I wrote “It’s time to get real” in a couple of hours while we were driving across the Tibetan Plateau. The original version was somewhat harsher in tone and a lot more emotionally raw than the much more polished version that appeared in print. Nature’s World View editor, David Adam, gets all the credit for that, along with pushing me to clarify, in the space allotted, the examples used in the essay. I’ve been asked on Twitter to point to instances where politics overcame data. I start here with two examples, and will add more as I have time.

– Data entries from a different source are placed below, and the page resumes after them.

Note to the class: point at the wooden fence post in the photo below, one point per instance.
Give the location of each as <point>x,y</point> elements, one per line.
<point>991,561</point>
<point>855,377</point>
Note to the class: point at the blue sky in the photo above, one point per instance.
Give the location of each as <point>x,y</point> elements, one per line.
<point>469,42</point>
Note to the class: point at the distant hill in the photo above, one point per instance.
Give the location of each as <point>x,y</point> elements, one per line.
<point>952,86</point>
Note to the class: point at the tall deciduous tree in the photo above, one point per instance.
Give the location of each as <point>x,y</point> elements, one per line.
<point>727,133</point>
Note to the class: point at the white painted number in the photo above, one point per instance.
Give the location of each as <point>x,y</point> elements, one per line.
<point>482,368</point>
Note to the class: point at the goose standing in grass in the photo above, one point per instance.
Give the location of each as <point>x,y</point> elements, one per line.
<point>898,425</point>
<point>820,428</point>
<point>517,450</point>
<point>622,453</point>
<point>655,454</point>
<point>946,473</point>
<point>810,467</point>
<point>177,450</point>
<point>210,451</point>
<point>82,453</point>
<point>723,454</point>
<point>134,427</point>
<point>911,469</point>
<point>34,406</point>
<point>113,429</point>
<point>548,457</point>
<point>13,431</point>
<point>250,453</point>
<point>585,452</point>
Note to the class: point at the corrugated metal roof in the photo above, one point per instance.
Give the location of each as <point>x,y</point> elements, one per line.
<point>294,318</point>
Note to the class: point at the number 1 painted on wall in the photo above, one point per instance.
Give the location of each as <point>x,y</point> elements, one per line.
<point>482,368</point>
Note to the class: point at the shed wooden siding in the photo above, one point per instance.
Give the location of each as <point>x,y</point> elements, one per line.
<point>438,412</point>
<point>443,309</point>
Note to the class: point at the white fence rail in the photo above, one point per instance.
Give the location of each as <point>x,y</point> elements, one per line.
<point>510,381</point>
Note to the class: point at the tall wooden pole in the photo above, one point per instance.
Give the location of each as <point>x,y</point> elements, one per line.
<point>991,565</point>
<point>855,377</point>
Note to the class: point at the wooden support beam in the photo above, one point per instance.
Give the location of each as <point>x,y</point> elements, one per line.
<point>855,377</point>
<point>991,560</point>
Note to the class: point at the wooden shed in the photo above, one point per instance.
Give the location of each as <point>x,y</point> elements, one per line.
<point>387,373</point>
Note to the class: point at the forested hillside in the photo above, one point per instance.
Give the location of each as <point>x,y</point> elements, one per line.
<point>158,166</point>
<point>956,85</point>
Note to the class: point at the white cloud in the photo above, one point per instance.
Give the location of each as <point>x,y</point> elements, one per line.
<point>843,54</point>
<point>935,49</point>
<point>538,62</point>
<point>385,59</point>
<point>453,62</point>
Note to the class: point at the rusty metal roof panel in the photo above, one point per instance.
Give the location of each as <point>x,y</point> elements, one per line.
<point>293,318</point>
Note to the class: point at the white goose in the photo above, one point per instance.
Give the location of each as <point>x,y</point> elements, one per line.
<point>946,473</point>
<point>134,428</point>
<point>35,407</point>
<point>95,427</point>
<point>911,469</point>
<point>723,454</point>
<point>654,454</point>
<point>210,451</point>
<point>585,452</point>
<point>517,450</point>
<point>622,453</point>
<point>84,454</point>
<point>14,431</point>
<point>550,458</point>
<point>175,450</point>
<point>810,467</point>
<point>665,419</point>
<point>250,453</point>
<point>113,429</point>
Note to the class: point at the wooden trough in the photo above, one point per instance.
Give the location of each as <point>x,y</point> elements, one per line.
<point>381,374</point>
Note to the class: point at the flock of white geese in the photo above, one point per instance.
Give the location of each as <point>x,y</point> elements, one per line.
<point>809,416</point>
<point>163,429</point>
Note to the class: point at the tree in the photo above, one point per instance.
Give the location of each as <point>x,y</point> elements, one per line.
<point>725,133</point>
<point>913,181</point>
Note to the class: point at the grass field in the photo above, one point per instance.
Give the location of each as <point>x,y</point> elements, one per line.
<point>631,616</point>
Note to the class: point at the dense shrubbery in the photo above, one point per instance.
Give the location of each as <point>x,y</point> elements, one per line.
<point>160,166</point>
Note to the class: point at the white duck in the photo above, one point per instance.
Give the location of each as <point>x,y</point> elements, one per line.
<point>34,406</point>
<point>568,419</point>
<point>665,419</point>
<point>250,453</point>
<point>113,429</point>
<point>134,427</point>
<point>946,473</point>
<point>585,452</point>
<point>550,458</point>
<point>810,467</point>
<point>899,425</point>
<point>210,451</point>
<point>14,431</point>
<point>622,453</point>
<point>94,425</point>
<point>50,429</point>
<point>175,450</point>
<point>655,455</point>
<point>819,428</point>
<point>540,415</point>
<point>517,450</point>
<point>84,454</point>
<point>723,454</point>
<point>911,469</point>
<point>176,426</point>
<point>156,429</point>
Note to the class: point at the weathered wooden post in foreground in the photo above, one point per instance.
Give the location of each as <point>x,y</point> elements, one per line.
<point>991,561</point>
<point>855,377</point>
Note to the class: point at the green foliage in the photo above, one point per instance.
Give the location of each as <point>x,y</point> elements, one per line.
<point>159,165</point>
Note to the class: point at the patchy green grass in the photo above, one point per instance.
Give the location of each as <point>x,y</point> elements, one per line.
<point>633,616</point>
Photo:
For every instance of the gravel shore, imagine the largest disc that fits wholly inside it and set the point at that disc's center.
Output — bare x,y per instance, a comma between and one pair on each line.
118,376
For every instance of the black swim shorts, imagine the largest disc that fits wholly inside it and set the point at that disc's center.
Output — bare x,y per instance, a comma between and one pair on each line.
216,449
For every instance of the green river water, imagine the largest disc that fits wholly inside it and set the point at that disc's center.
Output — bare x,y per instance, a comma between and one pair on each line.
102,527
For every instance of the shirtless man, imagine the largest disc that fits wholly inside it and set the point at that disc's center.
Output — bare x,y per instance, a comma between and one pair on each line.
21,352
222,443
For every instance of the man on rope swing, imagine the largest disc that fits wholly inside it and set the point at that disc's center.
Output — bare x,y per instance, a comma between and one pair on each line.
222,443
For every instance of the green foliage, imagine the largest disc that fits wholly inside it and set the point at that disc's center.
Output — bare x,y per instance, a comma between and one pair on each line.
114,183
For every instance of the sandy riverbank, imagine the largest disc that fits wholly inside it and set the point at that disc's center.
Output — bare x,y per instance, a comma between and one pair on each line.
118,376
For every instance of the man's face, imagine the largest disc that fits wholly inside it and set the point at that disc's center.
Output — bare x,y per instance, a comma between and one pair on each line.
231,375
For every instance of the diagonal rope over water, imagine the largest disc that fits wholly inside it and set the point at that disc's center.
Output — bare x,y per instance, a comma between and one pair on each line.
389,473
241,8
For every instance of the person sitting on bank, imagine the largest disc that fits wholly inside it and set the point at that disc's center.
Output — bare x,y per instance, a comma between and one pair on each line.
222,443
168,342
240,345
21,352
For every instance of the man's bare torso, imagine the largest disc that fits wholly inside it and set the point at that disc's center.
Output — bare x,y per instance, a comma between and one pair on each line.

First, pandas. IUCN has down-listed the panda from “endangered” to “vulnerable”. With fewer than 2000 individuals left in the wild, this decision flies in the face of reality. Yes, captive breeding is successful. But they’re not being reintroduced into intact habitat, and what habitat there is left is increasingly polluted and fragmented. When we internalize shifting baselines, so that an increase in population size from, perhaps, < 1% of a historic population size to just over 1% marks a shift from endangered to vulnerable, we are ignoring data in making conservation decisions.
Second, Africa. Nairobi’s national park is being bisected by a railway line. This park, among many other things, is a breeding site for endangered rhinoceroses. Yet, in continued pursuit of economic growth, the Mombasa to Nairobi rail line is being built through the park, not around it (which, of course, would cost more). Read more about this here and here.
If you have additional examples you would like to add, post a comment, put it on Twitter, or send me an email.
So, at the end of the day, will still more data improve conservation of biodiversity? You decide.
And how would you answer this question: Do you want to study the problem, or do you want to solve it?